Commanders and leaders
- Charles V Margaret of Austria: Pier Gerlofs Donia Wijerd Jelckama Maarten van Rossum

Strength
- Unknown: 4,000 (maximum)

= Arumer Zwarte Hoop =

Military group from 1515 to 1523

The Arumer Zwarte Hoop, meaning "Black Army of Arum" (Swarte Heap) was an army of peasant rebels and mercenaries in Friesland fighting against the Habsburg authorities from 1515 to 1523. For four years they were successful under the former farmer Pier Gerlofs Donia. Led by his Lieutenant Wijerd Jelckama from 1519 they slowly lost ground and were captured and executed in 1523.

==Activities==
===Origin===

The leader was the farmer Pier Gerlofs Donia, whose farm had been burned down and whose kinfolk had been killed by a marauding landsknecht regiment. Since the regiment had been employed by the Habsburg authorities to suppress the civil war of the Vetkopers and Schieringers, Donia put the blame on these authorities. After this he gathered angry peasants and some petty noblemen from Frisia and Gelderland and formed the Arumer Zwarte Hoop.

===Success===
Donia and Jelckama's goal was to liberate Frisia from all foreign powers and regain Frisian freedom. Under the leadership of Donia (nicknamed Greate Pier for his size), they employed guerrilla tactics and achieved several victories such as the successful siege of two Hollandic castles and the city of Medemblik. Donia also targeted ships that travelled the Zuiderzee and was very active in 1517, when he used his "signal ships" to attack ships in the region of the West Frisian coast, to which he also transported Geldrian forces, from the Duchy of Geldern, setting them ashore at Medemblik. Donia bore a personal enmity to Medemblik and its inhabitants as, in earlier years, soldiers from Medemblik had cooperated with the Dutch army commanded by Duke Charles, the future Emperor. Donia sank 28 Dutch ships, earning him the title "Cross of the Dutchmen".

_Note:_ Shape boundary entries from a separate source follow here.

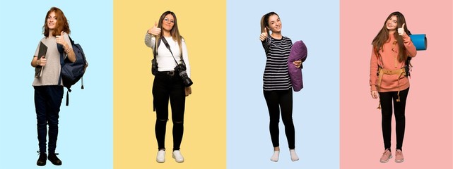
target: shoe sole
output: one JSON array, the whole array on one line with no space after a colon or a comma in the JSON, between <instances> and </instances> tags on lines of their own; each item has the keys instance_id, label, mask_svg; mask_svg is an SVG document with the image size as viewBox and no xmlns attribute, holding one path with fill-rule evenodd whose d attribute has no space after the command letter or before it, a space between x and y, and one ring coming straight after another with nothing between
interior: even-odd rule
<instances>
[{"instance_id":1,"label":"shoe sole","mask_svg":"<svg viewBox=\"0 0 453 169\"><path fill-rule=\"evenodd\" d=\"M396 160L395 160L395 163L403 163L403 162L404 162L404 159L403 159L403 160L401 160L401 161L396 161Z\"/></svg>"},{"instance_id":2,"label":"shoe sole","mask_svg":"<svg viewBox=\"0 0 453 169\"><path fill-rule=\"evenodd\" d=\"M381 162L381 163L387 163L387 162L389 162L389 161L390 160L390 158L392 158L392 157L393 157L393 156L392 156L392 155L390 155L390 156L389 156L389 158L388 158L387 161L380 161L380 162Z\"/></svg>"},{"instance_id":3,"label":"shoe sole","mask_svg":"<svg viewBox=\"0 0 453 169\"><path fill-rule=\"evenodd\" d=\"M172 157L173 158L173 159L175 159L175 161L177 163L184 163L184 159L182 159L182 161L178 161L176 159L176 158L175 158L175 155L172 155Z\"/></svg>"}]
</instances>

The rebels also received financial support from Charles II, Duke of Guelders, who claimed the Duchy of Guelders in opposition to the House of Habsburg. Charles also employed mercenaries under the command of Maarten van Rossum in their support. However, when the tides turned against the rebels in 1519 as Charles withdrew his support, and by losing their financial support, the rebels could then no longer afford to pay their mercenary army. About the same time, the Arumer Zwarte Hoop also lost their leader, as Donia's health deteriorated. He retired to his farm where he died in 1520. He is buried in Sneek in the 15th-century Martinikerk (Sneek) (English: Large Church; also called the Martinikerk).

===Defeat===

Donia's Lieutenant Wijerd Jelckama took over the command of his forces, which then comprised over 4,000 soldiers. Jelckama also achieved some minor victories, but proved to be a less competent commander and slowly lost men. Jelckama and his soldiers indulged in acts of piracy and sacked many villages in the Frisian lands, losing the trust and support of their own people. The fact that Jelckama was less charismatic also cost him: he forged less fruitful alliances and lost more than he made. After a series of defeats, he and the remainder of the Frisian army were captured in 1523. Jelckama and the remaining Frisian and Gelderian rebels were decapitated, putting the rebellion to an end.